By mevans336 on 1/24/2012 5:56:43 PM , Rating: 2
Should be just a matter of time until an LTE iPhone will be among us. I'm sure they're working on the battery drain conundrum.

The iPhone won't solve the problem of simultaneous voice and data on an EVDO or LTE network, you need Voice-over-LTE (VoLTE) for that. On all 4G LTE phones, voice calls still go over the 3G EVDO or 1xRTT CDMA network, not the LTE network.

FWIW, Verizon just delayed VoLTE deployment until 2013:

As far as an LTE iPhone, we'll probably see one in the 4th Quarter of this year when 28nm SoC LTE chips are available:

RE: Wait for it...
By sprockkets on 1/24/2012 7:05:58 PM , Rating: 2
You can always do voice over the usual CDMA and data over LTE at the same time. It's already done this way with Sprint.

RE: Wait for it...
By tayb on 1/24/2012 7:12:25 PM , Rating: 2
Yeah but the battery life is horrendous. I have no desire to own a 4G phone right now because I actually value battery life on my phone and I have yet to see a 4G model get positive reviews for battery life.

RE: Wait for it...
By sprockkets on 1/24/2012 7:31:35 PM , Rating: 2
Just flip the 4G on when you need it - problem solved.

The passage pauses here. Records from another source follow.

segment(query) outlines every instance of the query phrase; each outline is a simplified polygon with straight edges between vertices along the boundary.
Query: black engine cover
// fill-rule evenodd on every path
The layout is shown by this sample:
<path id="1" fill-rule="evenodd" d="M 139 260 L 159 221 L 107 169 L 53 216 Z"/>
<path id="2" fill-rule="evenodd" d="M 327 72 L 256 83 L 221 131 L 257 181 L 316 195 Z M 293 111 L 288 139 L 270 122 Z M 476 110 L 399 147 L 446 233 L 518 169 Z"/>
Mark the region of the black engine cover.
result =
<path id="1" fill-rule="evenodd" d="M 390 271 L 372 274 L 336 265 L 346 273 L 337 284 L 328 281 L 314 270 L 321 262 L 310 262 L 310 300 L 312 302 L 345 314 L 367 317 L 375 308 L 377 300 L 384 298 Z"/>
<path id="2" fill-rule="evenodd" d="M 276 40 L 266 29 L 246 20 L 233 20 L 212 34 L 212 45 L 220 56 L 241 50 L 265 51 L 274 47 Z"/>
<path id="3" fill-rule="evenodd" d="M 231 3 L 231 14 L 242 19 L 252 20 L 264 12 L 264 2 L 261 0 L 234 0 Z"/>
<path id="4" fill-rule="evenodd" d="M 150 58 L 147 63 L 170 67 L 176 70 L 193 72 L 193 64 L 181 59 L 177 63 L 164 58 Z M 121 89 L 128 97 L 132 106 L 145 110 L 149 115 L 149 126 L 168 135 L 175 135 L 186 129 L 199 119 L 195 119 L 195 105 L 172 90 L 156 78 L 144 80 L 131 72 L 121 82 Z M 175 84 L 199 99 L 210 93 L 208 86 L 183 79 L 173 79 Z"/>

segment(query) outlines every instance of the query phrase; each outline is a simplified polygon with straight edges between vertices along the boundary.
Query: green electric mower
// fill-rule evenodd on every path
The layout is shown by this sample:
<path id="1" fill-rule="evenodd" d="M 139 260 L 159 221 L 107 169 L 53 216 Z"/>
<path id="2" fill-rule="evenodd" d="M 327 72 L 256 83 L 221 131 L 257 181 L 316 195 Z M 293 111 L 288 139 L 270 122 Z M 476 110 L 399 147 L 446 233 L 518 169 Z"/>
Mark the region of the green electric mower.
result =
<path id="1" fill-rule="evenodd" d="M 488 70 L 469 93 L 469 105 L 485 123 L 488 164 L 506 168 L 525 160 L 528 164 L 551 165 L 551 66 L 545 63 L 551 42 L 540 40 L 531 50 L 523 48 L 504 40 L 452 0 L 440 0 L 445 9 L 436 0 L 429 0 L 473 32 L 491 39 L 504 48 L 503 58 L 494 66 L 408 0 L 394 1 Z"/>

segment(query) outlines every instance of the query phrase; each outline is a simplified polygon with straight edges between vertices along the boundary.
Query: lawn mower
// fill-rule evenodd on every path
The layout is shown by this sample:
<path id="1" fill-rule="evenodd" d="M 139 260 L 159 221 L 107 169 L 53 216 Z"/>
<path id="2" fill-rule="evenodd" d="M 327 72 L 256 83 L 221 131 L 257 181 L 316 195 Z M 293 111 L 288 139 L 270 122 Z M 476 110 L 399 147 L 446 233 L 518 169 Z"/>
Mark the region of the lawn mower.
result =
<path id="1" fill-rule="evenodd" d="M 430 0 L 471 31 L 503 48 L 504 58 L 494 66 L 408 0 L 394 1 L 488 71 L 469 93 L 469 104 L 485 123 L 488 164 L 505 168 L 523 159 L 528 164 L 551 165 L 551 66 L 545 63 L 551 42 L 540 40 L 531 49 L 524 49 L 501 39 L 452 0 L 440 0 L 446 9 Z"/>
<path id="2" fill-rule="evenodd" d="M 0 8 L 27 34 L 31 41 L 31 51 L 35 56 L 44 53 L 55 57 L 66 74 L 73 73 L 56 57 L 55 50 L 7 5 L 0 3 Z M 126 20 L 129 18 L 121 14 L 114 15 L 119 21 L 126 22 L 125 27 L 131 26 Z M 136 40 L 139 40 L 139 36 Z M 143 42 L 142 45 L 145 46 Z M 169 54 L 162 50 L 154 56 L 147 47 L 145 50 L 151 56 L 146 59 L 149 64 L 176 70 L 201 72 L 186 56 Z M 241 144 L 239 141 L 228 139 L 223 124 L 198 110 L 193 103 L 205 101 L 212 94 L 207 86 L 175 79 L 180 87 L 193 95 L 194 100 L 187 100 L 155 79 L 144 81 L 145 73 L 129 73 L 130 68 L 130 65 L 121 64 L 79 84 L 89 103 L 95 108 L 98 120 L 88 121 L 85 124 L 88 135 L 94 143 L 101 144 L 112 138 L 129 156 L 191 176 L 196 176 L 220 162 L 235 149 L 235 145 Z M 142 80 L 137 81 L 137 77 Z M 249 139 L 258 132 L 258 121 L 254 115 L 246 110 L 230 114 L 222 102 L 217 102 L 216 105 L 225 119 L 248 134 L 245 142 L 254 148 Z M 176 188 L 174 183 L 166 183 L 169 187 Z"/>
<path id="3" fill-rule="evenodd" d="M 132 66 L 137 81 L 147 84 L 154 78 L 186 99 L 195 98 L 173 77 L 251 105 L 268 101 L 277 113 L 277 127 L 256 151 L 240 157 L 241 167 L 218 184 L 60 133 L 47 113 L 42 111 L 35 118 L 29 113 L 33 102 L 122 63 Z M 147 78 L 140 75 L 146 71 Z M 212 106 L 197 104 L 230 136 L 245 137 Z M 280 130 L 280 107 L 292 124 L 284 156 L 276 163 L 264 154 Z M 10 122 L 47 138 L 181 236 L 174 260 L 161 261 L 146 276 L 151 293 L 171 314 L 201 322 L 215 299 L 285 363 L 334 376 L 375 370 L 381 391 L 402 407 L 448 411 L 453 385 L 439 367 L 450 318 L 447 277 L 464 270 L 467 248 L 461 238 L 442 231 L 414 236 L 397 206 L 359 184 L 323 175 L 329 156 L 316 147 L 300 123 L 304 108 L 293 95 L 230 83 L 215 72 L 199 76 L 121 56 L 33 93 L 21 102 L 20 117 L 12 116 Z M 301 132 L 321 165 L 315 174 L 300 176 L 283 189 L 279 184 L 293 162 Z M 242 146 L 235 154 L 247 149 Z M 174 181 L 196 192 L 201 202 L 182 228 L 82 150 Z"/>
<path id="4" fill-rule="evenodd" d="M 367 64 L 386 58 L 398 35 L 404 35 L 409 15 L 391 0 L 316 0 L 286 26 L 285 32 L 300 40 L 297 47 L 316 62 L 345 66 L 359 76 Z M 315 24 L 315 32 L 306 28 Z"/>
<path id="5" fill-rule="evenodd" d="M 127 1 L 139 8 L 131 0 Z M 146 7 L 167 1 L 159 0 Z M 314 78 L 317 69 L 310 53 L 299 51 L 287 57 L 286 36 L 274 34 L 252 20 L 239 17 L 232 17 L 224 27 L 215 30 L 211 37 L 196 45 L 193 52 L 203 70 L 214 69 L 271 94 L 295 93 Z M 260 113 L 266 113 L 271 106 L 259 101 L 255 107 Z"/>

That and those tests are browsing 100% of the time.

RE: Wait for it...
By Chaser on 1/25/2012 8:37:03 AM , Rating: 2
I have to chime in here because I agree with you completely. well until now. I have the new AT&T GII Skyrocket in an LTE city, Washington DC. LTE stays on all day, I use the phone moderately, and it easily goes 16 hours with battery life to spare.

Compared to other 4G phones I have had the Skyrocket does a remarkably well with battery life. And I might add I'm getting 30Mbps downloads and 10Mbps uploads here too. :)

RE: Wait for it...
By sprockkets on 1/25/2012 1:38:43 PM , Rating: 2
Once that phone gets ICS it's the phone to get IMHO, especially the white one :-) I hate Att though.

RE: Wait for it...
By sprockkets on 1/24/2012 9:13:18 PM , Rating: 3
Why the hell would someone rate down a factual post on how the EVO works???